Option 1 - Quick scan

Perform a quick scan to get quick visibility into your software composition. This scan won’t perform reachability analysis to help you prioritize vulnerabilities. You must restore your .NET projects before running a quick scan. Also verify that packages exist in the local package caches and build artifacts exist in the standard locations.
  1. Run the following commands to resolve dependencies and create the necessary files to scan your .NET project.

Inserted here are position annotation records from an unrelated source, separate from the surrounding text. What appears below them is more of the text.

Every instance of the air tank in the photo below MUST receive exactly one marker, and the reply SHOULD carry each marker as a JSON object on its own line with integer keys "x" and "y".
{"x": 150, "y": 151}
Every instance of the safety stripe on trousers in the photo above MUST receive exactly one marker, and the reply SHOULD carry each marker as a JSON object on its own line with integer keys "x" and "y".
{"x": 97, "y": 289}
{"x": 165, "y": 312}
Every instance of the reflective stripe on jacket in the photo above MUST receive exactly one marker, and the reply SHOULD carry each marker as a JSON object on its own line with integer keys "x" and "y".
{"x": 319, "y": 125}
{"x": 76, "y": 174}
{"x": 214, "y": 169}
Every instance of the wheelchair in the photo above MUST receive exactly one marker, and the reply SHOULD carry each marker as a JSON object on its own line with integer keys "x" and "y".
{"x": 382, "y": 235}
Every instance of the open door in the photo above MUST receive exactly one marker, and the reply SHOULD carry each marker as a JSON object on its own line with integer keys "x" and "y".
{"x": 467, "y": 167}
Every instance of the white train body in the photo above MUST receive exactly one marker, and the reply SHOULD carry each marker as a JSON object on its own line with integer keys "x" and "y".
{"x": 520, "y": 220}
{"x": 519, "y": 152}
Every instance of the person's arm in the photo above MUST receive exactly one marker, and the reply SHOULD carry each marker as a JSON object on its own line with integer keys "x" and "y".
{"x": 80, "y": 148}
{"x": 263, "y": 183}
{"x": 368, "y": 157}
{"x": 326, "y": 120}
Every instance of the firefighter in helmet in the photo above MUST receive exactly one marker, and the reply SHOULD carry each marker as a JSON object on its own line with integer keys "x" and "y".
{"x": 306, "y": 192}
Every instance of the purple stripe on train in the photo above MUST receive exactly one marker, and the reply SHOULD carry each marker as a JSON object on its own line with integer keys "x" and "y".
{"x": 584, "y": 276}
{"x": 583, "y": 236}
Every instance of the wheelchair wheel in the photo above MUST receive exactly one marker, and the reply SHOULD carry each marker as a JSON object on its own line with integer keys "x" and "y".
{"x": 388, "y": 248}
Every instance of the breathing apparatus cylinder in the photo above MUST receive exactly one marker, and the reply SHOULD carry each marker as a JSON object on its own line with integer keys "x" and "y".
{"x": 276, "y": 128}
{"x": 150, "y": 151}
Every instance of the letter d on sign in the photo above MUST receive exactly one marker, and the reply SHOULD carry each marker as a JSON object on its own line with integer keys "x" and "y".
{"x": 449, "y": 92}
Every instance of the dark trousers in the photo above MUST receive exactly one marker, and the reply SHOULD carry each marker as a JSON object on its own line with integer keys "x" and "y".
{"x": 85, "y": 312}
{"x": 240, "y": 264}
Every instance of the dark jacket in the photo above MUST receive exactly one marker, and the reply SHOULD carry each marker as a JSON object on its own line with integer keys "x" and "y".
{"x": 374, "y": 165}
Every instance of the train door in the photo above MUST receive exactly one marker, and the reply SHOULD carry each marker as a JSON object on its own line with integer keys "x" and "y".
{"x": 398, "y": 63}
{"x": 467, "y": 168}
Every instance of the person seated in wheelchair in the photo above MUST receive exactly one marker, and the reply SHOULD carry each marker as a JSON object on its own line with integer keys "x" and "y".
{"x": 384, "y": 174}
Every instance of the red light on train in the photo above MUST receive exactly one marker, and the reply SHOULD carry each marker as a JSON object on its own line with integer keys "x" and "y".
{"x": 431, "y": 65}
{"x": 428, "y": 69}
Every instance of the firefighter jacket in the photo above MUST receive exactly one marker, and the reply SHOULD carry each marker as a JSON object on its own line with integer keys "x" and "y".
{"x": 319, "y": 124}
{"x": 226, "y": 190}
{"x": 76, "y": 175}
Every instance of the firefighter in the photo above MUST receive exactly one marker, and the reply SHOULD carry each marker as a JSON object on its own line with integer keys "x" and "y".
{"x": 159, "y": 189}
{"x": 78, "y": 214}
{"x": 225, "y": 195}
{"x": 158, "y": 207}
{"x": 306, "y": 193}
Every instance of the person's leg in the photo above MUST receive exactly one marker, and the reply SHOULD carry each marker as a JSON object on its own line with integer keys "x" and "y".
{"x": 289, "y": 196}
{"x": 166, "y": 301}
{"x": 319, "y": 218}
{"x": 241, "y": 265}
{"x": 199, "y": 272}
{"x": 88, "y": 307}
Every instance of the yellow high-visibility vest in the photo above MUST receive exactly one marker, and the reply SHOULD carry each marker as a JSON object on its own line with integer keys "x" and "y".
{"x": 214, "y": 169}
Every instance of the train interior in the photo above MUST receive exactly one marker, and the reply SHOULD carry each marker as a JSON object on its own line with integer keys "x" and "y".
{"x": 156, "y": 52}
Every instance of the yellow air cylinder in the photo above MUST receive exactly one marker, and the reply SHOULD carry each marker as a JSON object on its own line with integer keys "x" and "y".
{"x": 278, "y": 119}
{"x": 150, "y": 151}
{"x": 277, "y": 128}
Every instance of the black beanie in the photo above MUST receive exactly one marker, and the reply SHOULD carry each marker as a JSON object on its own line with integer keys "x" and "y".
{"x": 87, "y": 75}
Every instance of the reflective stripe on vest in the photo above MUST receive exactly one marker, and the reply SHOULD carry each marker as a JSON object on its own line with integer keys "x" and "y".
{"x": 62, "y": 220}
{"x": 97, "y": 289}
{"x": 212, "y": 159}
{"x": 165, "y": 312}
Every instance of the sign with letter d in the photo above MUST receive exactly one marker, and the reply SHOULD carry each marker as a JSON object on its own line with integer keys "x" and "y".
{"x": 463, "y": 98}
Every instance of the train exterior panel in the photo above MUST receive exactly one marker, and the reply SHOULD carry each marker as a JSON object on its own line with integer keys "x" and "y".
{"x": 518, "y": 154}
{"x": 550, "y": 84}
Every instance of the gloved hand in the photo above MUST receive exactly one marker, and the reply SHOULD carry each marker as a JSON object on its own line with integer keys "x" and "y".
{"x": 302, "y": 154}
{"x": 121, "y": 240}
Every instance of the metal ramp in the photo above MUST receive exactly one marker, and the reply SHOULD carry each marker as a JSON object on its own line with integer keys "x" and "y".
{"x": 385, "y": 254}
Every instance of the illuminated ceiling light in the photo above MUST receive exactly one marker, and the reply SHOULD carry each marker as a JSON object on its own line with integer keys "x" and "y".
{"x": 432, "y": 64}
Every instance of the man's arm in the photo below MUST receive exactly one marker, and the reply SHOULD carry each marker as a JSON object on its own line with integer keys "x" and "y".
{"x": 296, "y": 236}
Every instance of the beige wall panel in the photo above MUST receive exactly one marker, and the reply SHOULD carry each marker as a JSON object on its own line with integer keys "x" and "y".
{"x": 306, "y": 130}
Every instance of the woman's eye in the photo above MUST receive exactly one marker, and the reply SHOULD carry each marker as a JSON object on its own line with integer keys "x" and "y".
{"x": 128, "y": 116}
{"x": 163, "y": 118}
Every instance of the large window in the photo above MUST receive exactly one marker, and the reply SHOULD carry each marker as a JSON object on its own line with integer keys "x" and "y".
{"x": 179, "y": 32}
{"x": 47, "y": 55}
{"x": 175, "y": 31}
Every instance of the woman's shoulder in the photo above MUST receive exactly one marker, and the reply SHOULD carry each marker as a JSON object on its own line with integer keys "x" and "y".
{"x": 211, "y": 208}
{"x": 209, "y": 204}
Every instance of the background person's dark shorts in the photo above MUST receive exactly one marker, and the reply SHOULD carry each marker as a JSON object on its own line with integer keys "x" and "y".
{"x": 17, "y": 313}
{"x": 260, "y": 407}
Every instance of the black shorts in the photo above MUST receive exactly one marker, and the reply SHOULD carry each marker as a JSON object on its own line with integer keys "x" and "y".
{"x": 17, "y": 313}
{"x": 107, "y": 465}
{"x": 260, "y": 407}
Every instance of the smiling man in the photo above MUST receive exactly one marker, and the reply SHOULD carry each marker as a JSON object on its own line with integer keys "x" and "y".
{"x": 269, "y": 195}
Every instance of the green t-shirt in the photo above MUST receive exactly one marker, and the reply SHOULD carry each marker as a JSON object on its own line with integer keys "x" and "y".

To generate the build artifact project.assets.json and resolve dependencies, run: 
    dotnet restore
    If you use NuGet instead run: 
    nuget restore
    To create a packages.lock.json file if your project uses a lock file run: 
    dotnet restore --use-lock-file
    If project.assets.json or packages.lock.json are not present and if the project is buildable, endorctl will restore the project and create a project.assets.json or a packages.lock.json file to resolve dependencies.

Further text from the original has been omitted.